Babushka worked at the railroad, too. (I feel her rough

hands braiding my hair, the stern lips mouthing: zhid).
I remember my mother, seeking salvation at her grave,
saying (but lying): “I once opened a gate.” The world
falls into place. What was on those rails? Who? And

what did their guards do? Somehow I knew, I always knew.
Tonight, I hear my mother’s reedy voice simper, singing,
Nach jeden Dezember ihr kommt ein Mai. Her home of
comfort, gemutlichkeit,without joy. My mother’s love

for the German tongue, how often she said “There were
good Germans, too.” As Ukrainians, save the martyred few,
they were gvardia, collaborators. Did they have a choice?
Starvation in the kolkhoz, bodies lying, dying in the streets,

and only the Germans, said mother, protested Stalin’s rape
and collectivization of the Ukraine.
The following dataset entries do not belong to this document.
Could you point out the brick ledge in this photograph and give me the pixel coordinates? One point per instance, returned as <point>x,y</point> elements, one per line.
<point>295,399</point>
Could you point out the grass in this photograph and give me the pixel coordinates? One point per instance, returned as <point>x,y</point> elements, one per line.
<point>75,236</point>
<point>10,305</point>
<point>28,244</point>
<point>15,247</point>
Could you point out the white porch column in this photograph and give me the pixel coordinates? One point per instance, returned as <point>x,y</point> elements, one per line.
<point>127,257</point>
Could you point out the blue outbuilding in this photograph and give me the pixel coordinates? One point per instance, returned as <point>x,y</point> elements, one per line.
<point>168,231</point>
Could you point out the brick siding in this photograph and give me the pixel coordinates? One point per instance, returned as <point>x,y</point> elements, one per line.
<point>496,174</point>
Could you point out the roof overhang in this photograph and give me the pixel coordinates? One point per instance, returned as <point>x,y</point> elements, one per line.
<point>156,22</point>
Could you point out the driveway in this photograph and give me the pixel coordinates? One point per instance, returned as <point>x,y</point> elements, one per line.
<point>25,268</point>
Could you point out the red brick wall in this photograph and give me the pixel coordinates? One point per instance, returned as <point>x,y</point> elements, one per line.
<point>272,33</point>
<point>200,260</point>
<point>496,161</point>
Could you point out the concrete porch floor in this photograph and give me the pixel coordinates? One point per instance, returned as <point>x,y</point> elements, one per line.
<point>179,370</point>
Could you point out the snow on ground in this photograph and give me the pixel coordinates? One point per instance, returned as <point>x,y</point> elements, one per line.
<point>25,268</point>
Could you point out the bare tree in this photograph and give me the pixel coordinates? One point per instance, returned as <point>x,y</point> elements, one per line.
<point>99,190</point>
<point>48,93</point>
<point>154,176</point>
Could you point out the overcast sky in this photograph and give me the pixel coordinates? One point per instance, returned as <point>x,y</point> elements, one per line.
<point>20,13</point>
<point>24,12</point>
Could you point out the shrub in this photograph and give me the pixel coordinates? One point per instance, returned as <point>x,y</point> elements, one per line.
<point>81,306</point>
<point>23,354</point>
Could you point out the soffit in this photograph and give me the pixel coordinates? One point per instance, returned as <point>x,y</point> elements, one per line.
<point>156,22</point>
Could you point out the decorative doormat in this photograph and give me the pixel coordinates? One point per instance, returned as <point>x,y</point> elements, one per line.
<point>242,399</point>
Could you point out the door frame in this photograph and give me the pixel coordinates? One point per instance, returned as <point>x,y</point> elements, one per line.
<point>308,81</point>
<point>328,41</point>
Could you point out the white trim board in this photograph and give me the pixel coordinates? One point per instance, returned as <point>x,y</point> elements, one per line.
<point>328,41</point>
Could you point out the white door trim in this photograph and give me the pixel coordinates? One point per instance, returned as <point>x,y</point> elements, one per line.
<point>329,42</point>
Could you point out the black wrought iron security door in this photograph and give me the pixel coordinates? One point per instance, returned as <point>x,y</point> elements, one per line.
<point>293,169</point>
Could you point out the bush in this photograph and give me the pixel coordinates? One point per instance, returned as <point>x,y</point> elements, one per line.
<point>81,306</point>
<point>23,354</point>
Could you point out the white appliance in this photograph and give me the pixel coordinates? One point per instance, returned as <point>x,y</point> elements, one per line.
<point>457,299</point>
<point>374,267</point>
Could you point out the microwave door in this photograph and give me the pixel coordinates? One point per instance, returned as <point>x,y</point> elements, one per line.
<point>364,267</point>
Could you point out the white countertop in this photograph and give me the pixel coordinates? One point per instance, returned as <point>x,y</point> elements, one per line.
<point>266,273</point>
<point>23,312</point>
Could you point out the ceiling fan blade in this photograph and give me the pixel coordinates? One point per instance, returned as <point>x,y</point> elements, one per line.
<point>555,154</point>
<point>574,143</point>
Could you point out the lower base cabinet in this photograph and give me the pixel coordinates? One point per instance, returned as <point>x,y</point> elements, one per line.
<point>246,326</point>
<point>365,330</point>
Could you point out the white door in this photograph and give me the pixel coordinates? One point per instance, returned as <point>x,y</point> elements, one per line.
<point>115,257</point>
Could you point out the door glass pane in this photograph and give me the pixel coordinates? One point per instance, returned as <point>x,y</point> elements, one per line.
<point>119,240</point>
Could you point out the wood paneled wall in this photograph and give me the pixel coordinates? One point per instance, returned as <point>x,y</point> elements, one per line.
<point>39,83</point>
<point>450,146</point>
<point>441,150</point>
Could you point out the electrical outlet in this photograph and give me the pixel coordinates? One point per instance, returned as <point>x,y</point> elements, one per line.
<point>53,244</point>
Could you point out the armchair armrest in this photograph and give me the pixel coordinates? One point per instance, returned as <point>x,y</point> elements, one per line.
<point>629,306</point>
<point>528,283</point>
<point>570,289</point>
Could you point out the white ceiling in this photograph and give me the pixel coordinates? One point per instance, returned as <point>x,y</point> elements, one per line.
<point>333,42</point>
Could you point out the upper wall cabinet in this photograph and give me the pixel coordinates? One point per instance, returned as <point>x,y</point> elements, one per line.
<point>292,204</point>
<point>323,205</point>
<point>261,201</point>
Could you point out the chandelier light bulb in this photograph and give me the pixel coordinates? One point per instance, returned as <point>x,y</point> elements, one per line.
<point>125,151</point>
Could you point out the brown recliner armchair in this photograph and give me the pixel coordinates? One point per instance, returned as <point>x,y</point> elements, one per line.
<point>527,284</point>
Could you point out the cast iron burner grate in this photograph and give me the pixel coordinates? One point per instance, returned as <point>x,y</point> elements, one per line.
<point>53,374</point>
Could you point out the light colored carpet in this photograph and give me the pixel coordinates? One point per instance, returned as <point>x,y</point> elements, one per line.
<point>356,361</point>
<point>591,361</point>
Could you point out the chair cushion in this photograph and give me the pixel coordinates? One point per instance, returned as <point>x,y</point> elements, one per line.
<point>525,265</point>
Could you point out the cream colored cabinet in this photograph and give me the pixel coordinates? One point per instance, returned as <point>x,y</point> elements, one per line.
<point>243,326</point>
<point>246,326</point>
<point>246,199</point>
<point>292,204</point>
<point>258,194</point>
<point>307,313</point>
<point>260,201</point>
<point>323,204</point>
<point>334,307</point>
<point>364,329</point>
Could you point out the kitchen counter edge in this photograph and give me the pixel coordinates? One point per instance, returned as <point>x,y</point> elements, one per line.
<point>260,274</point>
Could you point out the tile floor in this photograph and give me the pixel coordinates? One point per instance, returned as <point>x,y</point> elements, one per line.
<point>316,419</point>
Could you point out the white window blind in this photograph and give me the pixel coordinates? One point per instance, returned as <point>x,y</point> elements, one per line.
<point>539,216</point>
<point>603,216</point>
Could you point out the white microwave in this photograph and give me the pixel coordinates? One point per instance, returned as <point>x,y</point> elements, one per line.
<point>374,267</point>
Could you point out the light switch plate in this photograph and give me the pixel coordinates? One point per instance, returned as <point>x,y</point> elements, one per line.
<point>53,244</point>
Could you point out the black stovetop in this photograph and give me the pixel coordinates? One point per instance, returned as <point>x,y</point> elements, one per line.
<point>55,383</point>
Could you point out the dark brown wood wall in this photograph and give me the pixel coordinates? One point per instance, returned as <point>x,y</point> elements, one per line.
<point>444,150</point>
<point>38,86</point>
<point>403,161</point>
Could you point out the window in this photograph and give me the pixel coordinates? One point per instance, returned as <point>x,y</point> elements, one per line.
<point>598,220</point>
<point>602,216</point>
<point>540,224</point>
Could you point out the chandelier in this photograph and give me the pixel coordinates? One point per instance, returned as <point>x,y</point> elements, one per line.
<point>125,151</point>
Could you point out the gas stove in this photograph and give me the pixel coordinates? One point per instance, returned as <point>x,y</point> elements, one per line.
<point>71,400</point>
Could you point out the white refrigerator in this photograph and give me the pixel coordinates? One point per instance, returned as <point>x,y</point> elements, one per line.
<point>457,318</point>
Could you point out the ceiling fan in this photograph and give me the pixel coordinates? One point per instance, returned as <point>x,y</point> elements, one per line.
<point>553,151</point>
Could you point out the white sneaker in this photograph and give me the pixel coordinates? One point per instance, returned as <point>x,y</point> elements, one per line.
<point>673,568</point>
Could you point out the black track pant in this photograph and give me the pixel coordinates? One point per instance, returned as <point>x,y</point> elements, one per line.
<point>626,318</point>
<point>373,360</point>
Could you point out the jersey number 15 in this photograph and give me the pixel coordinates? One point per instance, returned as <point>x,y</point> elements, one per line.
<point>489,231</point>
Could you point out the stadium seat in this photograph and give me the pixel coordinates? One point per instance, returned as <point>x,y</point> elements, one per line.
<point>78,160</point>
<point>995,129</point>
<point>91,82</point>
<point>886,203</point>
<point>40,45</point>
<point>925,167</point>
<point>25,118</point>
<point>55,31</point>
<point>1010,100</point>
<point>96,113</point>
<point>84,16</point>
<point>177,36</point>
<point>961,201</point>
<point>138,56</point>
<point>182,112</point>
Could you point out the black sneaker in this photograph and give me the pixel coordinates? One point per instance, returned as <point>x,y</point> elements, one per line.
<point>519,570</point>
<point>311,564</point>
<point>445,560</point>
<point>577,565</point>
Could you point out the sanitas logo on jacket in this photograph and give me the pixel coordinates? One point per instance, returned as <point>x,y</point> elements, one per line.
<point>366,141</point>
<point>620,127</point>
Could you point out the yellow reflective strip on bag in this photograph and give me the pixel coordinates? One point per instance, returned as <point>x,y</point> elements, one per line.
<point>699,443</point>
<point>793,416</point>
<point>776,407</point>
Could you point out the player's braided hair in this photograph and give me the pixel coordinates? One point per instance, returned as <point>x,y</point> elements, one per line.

How much victim?
How much volunteer?Did my mama, my papa, my dyadya,
my baba, my dyedushka commit atrocities in the war?

In Kalinivka, the mass graves; my family was there.
In Prymsl, deported Jews; my family was there.
In the Harz Mountains, Northhausen and Dora-Mittelbau;
my family was there. What other families? Who survived,

and why? (There was no crematorium in Dora, my mother
lied.) In the face of starvation, of death, of Stalin’s camps,
tell me, you, well-fed and safe, judging me and mine: is there
complicity when there is no choice? (Was there choice?)
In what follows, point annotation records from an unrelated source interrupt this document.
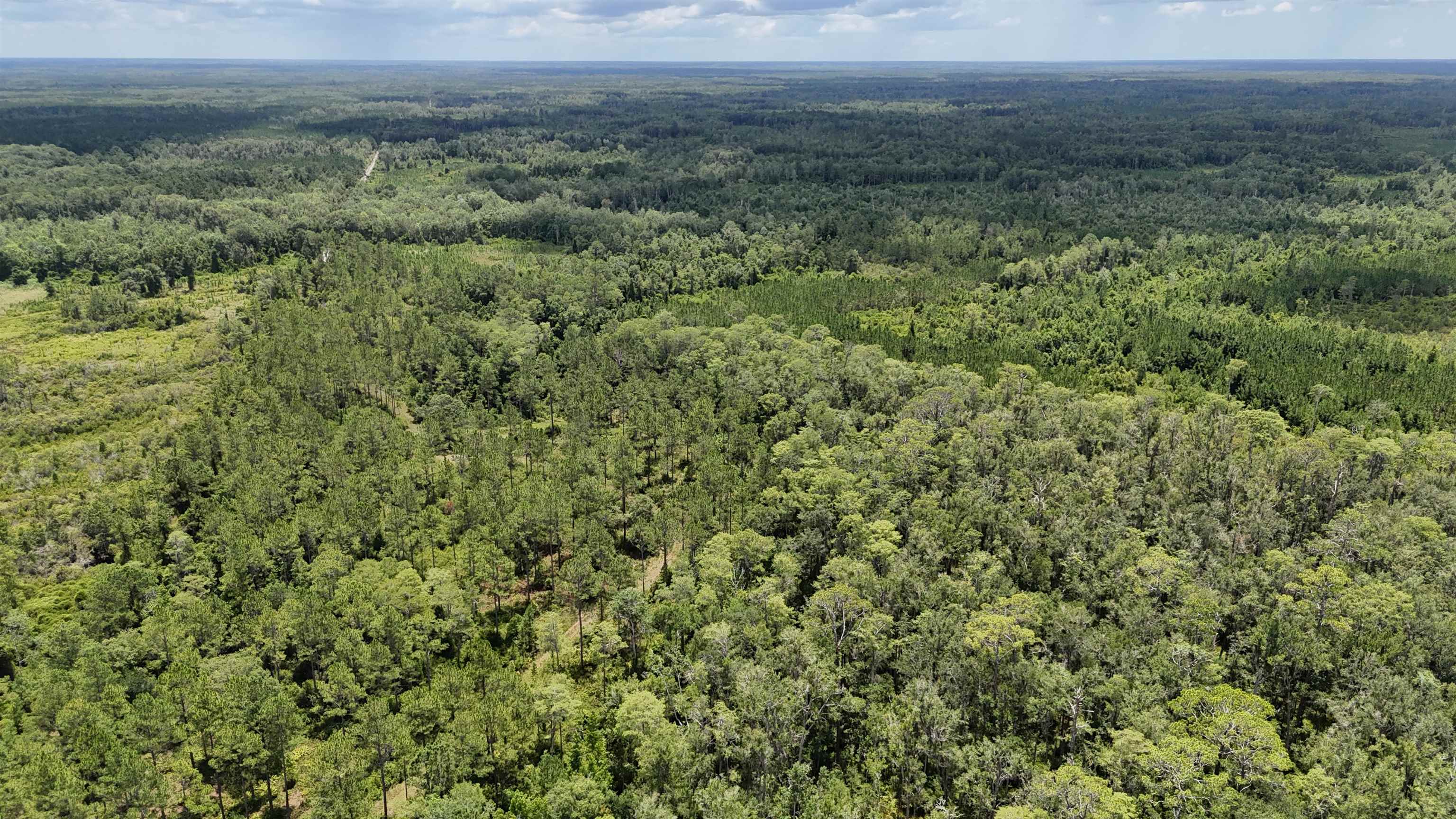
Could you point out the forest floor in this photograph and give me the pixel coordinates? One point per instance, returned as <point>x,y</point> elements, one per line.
<point>370,167</point>
<point>651,576</point>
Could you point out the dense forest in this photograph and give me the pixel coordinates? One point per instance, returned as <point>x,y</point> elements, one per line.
<point>727,442</point>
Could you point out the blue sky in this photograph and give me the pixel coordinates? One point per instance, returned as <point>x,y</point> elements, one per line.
<point>730,30</point>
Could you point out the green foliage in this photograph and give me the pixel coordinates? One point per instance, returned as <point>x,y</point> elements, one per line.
<point>357,496</point>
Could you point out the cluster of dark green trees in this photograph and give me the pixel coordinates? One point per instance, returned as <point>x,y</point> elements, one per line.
<point>983,519</point>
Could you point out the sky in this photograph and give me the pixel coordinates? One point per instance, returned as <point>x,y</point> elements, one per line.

The stories, the lacunae, the lies. Now I know why I always felt
like a Jew. O, Adonai, why? Why these origins for me, why no
orisons for me? The dead are dead, but not within me, my
holocaust today, forever my bread.

 

ABD (Table of Contents for an Imaginary Dissertation) 

1.     Lung Powder
2.     Writer’s Block
3.     Scythians
4.     Mes Yeux Ne Sont Jamais Ouverts et Mes Cils Ne Sont Pas Bleux.
5.     The Awakening
6.     !Andalé, Obreros!
7.     They Were Too Young, Too Young, Only Too Young.
8.     Mirabile Dictu
9.     Red Wheelbarrows, Pink Windows
10.   Penelope’s Loopy Loom
11.   Directional Microwave Antennas
12.   Because I Could Not Stop
13.   Widening the Gyre: Beasts and Wicked Raptors
14.   Silliman the Abecedarian
15.   The Fourteen: Coda and Request for Extension
16.   Humus
17.   What Is to Be Done?

 

Larissa Shmailo is editor of the anthology Twenty-first Century Russian Poetry and translates for the Eugene A. Nida Institute of Biblical Scholarship’s History of Bible Translation book series.